Psychological Research Reveals Ups and Downs to Kids and Social Networks
A survey of recent research presented at the American Psychological Association’s annual meeting suggested that children who use social networks–a growing majority–face both emotional benefits and detriments from their screen time. CNN.com reports:
On the plus side: In a world full of distractions, social networking and technology can provide tools for teaching in a way that engages and captivates young minds. Online social networking can also help young people learn how to socialize with their peers; users also show more “virtual empathy.”

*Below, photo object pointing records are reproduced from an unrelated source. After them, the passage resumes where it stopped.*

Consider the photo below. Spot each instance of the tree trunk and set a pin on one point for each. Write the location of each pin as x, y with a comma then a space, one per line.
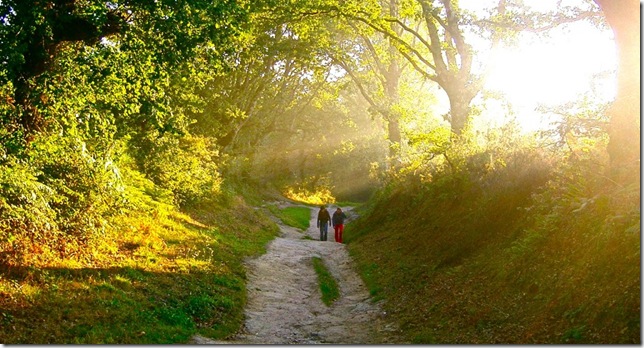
623, 16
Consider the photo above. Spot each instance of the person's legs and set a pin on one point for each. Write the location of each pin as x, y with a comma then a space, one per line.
323, 231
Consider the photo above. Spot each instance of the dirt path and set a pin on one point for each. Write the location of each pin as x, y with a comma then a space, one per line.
284, 304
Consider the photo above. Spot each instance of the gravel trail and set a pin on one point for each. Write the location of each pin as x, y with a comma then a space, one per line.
284, 301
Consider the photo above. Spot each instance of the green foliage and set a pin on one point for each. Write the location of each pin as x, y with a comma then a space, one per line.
328, 285
187, 166
158, 277
298, 217
509, 244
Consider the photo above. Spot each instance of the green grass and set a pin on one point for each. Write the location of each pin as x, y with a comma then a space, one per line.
298, 217
328, 285
514, 261
156, 278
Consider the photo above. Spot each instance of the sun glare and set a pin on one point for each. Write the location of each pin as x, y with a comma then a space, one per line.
575, 60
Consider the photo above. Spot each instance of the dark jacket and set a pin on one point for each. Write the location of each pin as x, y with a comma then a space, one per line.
323, 216
338, 218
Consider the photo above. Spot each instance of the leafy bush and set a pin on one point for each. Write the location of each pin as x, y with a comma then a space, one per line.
57, 198
186, 165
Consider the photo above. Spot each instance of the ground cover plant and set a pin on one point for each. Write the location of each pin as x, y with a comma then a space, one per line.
298, 217
328, 285
157, 277
536, 251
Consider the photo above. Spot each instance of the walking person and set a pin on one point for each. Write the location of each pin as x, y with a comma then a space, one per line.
324, 221
338, 224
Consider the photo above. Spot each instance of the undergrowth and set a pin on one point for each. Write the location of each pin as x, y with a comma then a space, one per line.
541, 249
328, 285
298, 217
155, 276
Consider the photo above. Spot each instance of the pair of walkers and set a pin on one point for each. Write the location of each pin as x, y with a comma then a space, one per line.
337, 221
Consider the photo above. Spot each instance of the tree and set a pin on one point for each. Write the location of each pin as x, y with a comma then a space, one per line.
623, 16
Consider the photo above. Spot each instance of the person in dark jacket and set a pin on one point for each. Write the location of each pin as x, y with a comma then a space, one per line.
324, 221
338, 224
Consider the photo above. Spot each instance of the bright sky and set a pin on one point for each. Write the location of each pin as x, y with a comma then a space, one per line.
551, 71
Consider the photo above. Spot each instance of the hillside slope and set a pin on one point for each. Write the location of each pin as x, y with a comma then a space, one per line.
512, 258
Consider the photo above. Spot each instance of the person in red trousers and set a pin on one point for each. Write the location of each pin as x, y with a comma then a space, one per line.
338, 224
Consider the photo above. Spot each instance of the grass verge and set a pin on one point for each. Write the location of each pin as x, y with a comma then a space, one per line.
298, 217
328, 285
157, 277
507, 259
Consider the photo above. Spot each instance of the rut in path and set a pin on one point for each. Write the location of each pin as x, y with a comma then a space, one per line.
284, 300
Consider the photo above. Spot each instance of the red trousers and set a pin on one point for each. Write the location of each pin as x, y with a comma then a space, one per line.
338, 232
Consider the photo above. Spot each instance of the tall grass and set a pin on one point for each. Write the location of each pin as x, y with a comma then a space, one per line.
328, 285
537, 250
157, 277
298, 217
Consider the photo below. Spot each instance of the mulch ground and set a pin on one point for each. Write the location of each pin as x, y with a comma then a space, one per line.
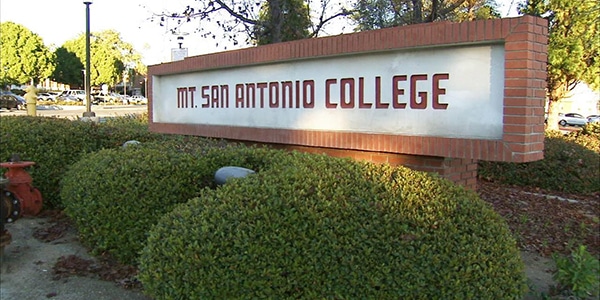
546, 222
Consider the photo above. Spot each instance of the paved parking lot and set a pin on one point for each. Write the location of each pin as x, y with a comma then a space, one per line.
74, 112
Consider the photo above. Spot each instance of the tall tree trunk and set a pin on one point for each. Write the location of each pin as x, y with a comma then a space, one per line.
417, 11
276, 22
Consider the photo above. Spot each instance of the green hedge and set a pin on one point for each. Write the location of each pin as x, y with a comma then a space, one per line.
116, 195
318, 227
53, 144
571, 164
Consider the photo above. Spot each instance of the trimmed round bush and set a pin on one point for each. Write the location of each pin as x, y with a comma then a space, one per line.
319, 227
116, 195
52, 143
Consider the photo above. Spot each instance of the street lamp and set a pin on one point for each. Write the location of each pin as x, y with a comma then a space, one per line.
88, 103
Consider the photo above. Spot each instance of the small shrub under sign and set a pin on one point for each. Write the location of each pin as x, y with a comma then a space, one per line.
319, 227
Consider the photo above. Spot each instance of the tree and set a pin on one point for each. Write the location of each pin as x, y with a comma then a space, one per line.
573, 46
110, 58
25, 58
258, 22
68, 67
289, 22
376, 14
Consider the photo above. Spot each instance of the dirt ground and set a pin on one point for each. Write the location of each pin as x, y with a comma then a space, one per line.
45, 259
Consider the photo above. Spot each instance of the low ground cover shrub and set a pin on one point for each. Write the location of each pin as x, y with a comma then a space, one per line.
319, 227
578, 274
571, 164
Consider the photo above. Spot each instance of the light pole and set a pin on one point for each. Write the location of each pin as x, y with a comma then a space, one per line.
88, 103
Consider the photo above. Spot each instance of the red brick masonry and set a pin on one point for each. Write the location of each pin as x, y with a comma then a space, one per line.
525, 42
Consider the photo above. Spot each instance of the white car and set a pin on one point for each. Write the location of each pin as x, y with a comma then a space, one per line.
593, 118
573, 119
138, 99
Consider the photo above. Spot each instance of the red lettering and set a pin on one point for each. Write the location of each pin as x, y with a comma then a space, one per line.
397, 92
308, 85
251, 95
298, 93
215, 96
414, 104
287, 85
361, 94
224, 96
437, 91
274, 94
378, 103
239, 95
328, 84
350, 83
181, 97
191, 91
205, 96
261, 87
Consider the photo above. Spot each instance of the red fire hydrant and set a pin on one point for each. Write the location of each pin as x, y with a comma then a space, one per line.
10, 210
20, 184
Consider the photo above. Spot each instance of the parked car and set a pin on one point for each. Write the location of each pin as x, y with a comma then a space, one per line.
593, 118
12, 101
47, 96
138, 99
573, 119
71, 95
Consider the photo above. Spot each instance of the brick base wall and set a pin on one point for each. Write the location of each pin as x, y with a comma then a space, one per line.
461, 171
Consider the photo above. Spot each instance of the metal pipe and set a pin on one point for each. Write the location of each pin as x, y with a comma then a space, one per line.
88, 103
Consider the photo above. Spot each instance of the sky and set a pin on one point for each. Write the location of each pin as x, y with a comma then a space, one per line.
57, 21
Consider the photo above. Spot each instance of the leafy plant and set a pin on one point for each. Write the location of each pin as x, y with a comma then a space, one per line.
311, 226
578, 273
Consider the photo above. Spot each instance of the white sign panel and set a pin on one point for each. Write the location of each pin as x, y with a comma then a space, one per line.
448, 92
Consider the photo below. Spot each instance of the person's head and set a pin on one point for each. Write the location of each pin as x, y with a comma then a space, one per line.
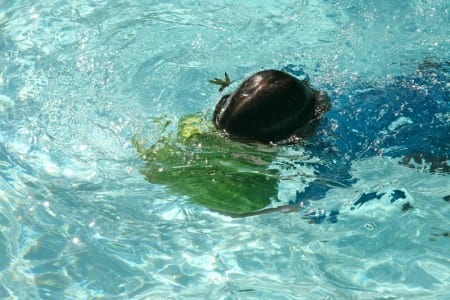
269, 106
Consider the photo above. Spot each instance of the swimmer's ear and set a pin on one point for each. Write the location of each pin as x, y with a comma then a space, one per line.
222, 82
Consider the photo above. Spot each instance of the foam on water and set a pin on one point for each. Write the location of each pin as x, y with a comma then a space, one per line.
77, 218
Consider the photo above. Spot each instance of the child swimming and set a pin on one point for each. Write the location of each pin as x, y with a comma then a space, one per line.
225, 164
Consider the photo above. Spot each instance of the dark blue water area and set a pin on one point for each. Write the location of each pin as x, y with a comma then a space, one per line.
408, 118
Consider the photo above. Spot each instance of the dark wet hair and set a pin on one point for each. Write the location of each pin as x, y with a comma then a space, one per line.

“It’s almost like social networks are training wheels for life in a lot of ways – it teaches you to express empathy and see how people respond,” [psychology professor Larry] Rosen said. “It teaches you to also just develop your sense of self of who you are. You float things out on a wall post on Facebook and then sit back and look at the comments that you get. It’s a place where you can grow and develop.”
However, the downside is becoming apparent, too. According to studies, middle school, high school and college students looking at Facebook at least one time during a 15-minute study break made lower grades. In addition, many young Facebook users show more tendencies to be narcissistic.
“It’s a continual onset of I, me, mine,” he said. “Your comments back and forth to people all reflect on you, not them.”
The new research suggests that overuse of media and technology can negatively affect health of children and teens, especially with psychological disorders- making users more likely to experience anxiety and depression.
“Everything you do on social networks, you’re doing behind the safety of a screen,” he said. “You’re not paying attention…there’s a real flesh and blood human being at the other end of cyberspace and your words might have consequences for that person.”